Facebook now allows employers to post jobs from company page

There's now another place you can post job vacancies online—your district’s Facebook page.

It’s not a new website, but rather a new, free tool for companies to use to further improve their presence on Facebook. Simply click the ‘jobs’ tab on your corporate Facebook page and follow the prompts to publish an opening.

The interface is simple and easy to use, especially for those already with Facebook pages. There’s no learning the navigation of a new job site. It’s still Facebook, and you compose a job posting just the same as you would post a status update, with a few more details and blanks to fill. To see how it works, check out SHRM’s video here.

This new tool doesn’t replace sites like LinkedIn or Indeed, but it's a nice tool to have and another outlet to use when you need to fill jobs.

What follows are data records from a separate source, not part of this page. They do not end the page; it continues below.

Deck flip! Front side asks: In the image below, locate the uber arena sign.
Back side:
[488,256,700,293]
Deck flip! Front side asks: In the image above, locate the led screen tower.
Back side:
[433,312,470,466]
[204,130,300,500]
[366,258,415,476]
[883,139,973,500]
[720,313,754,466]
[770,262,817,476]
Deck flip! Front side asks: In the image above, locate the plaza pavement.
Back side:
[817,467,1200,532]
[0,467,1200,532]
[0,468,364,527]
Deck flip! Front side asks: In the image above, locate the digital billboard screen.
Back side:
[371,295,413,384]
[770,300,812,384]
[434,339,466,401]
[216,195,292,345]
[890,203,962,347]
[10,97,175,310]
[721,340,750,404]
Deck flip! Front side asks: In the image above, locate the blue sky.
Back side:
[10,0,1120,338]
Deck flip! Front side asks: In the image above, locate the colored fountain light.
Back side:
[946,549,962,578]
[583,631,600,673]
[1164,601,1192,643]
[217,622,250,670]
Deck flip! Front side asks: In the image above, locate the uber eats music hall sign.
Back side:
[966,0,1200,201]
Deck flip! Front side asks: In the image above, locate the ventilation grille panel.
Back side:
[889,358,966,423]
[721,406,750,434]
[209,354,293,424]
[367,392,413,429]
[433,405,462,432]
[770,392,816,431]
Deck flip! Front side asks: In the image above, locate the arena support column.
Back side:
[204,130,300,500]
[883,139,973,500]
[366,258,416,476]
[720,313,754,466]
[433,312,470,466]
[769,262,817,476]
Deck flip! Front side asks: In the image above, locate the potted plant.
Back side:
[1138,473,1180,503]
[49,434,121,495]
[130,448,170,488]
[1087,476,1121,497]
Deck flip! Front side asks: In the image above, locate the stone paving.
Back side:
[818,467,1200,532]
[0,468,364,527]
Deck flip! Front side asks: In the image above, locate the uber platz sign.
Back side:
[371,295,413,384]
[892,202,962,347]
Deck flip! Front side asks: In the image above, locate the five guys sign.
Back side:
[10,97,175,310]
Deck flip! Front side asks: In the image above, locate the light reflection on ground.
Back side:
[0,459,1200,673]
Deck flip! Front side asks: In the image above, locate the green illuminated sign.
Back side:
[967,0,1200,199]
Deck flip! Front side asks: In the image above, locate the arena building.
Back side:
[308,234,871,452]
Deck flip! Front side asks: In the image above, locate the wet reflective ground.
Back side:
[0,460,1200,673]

Senate passes educator misconduct bill

The Texas Senate unanimously passed Senate Bill 7 (Bettencourt) on Wednesday, March 8, which addresses improper relationships between educators and students. The bill would create criminal liability for superintendents and principals who fail to report any instance of an educator who is terminated when there is evidence that misconduct with a student occurred.
Sen. Paul Bettencourt (R-Houston) said many teachers involved in these situations remain in schools because administrators “pass the trash.” The bill would allow administrators who fail to report to be charged with a Class A misdemeanor or a state jail felony if they intentionally do not report an incident.
The Senate approved an amendment by Sen. Van Taylor (R-Plano) that would revoke state pensions from educators who are found guilty of continuous sexual abuse of a child, an improper relationship between an educator and student, or sexual assault. The amendment does provide for returning pensions to educators who are found to be innocent or whose convictions are overturned. The bill now heads to the House for consideration in committee.